Gold ticked to a fresh 2-month high of 1,821 on Monday following the speedy recovery during the past two trading days, which boosted the price by a whopping 2.7% but it was still not enough to reach the crucial resistance of 1.833. Note this is where the 38.2% Fibonacci retracement of the 2,079 – 1,676 downfall is also positioned.
The momentum indicators keep feeding some optimism that the latest rally could gain extra legs in the coming sessions. Despite testing its previous limits, the RSI remains elevated above its 50 neutral mark, the MACD is positively charged above its red signal line, and the Stochastics are just entering the overbought territory, all keeping the short-term bias skewed to the upside.

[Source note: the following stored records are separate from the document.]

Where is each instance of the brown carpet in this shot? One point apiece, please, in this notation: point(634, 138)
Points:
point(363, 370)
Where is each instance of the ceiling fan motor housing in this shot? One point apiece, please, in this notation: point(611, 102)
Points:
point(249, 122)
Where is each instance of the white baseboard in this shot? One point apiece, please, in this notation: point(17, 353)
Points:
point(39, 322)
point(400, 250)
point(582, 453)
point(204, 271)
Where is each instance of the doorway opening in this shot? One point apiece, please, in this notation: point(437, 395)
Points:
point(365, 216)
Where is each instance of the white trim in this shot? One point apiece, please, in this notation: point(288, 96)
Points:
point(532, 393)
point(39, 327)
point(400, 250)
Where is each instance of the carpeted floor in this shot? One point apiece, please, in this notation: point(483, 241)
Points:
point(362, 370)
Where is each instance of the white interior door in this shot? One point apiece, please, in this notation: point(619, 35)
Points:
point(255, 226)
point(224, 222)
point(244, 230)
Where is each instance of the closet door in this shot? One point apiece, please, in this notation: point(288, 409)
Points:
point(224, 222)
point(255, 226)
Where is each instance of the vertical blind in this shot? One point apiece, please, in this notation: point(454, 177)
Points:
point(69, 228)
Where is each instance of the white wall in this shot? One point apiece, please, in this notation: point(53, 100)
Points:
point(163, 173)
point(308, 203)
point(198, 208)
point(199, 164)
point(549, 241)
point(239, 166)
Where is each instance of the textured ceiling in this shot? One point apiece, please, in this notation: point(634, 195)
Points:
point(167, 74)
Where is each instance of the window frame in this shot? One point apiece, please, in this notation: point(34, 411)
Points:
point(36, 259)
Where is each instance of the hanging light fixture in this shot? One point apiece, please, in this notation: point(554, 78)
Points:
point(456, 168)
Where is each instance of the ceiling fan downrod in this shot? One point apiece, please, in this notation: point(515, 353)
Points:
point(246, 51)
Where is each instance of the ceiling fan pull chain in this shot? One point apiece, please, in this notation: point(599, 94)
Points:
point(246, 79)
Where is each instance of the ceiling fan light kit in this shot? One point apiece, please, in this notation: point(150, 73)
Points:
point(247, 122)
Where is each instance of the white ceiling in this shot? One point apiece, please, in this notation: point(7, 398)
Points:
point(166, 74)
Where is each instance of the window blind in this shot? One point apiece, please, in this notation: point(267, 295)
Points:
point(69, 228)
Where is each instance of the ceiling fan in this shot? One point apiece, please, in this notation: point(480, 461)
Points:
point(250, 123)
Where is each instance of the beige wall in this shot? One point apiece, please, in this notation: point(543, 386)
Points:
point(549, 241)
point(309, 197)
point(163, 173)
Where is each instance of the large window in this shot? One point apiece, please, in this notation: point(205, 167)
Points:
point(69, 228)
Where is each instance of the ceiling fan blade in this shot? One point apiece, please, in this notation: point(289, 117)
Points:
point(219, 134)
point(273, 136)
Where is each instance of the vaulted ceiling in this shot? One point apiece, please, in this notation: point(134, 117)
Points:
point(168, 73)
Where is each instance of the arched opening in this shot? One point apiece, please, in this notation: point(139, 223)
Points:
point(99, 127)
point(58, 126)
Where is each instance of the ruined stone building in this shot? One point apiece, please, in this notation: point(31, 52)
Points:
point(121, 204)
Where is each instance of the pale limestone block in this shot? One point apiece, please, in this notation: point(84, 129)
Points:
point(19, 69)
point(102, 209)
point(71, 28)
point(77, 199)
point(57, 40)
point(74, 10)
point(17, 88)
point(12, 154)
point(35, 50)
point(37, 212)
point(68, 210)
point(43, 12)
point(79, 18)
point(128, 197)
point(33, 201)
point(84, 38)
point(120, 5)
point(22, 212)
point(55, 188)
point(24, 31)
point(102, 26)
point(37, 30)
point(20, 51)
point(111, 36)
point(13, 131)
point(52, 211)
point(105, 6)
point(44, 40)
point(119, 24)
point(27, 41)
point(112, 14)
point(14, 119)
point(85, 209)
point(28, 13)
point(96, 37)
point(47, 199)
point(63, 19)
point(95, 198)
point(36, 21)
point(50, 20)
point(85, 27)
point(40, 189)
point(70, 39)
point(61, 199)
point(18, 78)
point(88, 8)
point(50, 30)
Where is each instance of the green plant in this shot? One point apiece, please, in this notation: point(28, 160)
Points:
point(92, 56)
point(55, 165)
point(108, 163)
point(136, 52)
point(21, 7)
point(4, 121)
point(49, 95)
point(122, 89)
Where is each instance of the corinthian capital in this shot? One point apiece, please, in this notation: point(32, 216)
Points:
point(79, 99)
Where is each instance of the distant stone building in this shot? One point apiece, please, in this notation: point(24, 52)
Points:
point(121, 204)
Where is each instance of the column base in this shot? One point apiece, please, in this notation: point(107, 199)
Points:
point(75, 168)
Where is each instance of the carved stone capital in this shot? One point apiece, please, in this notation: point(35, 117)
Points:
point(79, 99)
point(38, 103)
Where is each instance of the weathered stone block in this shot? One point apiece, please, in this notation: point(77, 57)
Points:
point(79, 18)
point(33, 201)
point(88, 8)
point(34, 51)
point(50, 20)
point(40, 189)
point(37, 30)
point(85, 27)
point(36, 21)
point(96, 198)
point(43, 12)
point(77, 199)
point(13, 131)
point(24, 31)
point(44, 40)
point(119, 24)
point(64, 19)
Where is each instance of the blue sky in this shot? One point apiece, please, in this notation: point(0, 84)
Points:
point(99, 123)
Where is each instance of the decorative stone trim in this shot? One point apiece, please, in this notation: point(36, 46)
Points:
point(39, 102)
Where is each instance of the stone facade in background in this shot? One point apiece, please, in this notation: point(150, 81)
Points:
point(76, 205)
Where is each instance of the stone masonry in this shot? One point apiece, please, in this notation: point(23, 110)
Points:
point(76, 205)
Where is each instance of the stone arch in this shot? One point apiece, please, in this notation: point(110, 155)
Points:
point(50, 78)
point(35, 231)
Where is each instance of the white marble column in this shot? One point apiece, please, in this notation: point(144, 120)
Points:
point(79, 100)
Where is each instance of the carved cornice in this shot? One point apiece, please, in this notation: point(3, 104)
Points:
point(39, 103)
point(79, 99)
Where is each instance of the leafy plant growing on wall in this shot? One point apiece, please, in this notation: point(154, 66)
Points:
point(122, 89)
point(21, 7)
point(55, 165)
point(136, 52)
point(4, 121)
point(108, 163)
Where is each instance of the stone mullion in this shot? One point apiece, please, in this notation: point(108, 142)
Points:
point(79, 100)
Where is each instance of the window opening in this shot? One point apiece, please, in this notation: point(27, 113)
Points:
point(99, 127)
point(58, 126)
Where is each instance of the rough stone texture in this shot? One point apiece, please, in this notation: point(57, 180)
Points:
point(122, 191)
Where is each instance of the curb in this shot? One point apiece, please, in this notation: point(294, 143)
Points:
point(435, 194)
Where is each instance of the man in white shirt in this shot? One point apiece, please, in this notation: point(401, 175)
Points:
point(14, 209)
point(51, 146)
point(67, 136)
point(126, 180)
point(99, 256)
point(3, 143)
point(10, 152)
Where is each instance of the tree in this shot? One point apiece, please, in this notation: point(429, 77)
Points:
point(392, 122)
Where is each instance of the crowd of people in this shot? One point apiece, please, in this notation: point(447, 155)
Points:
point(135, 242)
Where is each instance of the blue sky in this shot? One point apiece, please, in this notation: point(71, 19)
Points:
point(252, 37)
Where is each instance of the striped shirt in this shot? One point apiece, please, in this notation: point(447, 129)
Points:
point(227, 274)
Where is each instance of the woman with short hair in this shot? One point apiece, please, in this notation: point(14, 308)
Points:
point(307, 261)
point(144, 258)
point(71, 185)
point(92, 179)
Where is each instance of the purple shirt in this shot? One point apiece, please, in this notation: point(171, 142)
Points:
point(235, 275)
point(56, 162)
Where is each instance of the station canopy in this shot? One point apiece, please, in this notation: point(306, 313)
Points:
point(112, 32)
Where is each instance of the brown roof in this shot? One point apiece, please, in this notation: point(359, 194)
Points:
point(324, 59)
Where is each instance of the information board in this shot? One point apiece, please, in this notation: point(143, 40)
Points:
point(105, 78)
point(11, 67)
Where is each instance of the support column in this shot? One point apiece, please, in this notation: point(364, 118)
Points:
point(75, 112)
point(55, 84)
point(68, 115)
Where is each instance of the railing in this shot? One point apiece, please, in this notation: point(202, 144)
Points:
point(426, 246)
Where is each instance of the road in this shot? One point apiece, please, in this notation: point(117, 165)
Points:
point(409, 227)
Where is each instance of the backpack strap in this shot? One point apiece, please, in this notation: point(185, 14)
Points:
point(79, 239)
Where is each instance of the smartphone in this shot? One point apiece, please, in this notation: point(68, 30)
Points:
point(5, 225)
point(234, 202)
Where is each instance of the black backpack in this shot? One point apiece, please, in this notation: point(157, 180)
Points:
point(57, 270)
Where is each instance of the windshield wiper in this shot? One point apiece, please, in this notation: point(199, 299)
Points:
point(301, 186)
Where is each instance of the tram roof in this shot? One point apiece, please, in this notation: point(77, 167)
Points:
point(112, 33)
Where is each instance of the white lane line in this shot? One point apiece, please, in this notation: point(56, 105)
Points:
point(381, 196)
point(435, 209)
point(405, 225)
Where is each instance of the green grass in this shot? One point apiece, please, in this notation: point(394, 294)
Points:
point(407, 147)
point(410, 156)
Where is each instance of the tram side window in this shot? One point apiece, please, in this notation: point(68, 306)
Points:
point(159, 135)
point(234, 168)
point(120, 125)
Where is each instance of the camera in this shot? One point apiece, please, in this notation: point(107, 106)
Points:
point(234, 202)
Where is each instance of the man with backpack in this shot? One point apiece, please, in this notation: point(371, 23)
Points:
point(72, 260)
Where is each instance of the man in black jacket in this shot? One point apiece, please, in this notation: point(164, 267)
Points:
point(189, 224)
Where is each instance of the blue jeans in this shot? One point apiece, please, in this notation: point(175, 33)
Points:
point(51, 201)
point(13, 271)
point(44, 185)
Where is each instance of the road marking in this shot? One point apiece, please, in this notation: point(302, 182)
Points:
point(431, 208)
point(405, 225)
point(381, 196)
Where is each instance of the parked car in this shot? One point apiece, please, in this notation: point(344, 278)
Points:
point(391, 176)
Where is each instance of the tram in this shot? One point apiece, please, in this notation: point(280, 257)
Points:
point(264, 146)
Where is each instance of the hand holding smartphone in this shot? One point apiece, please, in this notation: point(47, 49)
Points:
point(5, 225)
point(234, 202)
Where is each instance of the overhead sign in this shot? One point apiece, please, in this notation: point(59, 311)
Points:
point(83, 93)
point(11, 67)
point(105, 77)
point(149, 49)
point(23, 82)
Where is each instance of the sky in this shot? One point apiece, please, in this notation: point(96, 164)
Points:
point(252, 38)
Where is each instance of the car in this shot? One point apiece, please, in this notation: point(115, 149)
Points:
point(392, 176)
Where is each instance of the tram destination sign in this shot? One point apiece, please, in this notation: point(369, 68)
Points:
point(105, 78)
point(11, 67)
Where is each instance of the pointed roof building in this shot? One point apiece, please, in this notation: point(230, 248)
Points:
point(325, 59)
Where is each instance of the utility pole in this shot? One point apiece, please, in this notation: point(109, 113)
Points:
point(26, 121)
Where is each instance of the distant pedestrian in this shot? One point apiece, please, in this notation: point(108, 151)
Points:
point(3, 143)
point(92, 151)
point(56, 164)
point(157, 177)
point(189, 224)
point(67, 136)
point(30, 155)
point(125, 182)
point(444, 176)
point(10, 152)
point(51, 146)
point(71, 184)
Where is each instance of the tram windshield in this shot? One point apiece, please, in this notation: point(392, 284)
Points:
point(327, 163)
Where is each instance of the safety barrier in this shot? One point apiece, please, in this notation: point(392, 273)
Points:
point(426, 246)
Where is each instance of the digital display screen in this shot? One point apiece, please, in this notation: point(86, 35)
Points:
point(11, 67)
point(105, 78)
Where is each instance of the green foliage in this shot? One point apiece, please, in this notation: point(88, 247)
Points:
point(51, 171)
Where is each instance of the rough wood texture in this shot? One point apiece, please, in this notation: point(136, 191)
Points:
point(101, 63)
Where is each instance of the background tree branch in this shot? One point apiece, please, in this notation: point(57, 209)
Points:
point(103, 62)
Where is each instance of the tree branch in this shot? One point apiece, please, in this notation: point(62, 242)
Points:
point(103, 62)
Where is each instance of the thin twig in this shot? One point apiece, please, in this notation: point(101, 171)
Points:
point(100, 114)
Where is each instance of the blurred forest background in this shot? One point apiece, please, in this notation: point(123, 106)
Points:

Should the wall around 1,833 collapse, the bulls may face immediate suspension near the 1,845 barrier last seen in the middle of the year. A clear move above the latter could attract significant buying interest, with the price likely advancing up to 1,870, though long-term traders may not participate until the 1,900 – 1,916 ceiling cracks.
If sellers come into play, the 20- and 200-day simple moving averages (SMAs) may eliminate downside pressures around 1,790. The 23.6% Fibonacci of 1,770 proved a hard obstacle last week. Hence, any close below it could confirm additional losses, probably until the supportive trendline currently seen near the swing low of 1,758. Lower, some consolidation could develop near 1,754 before all eyes turn to September’s bottom line at 1,722.
Summarizing, gold is expected to push for more gains in the short-term, though whether it will clearly exit its three-month-old range area above 1,833 remains to be seen.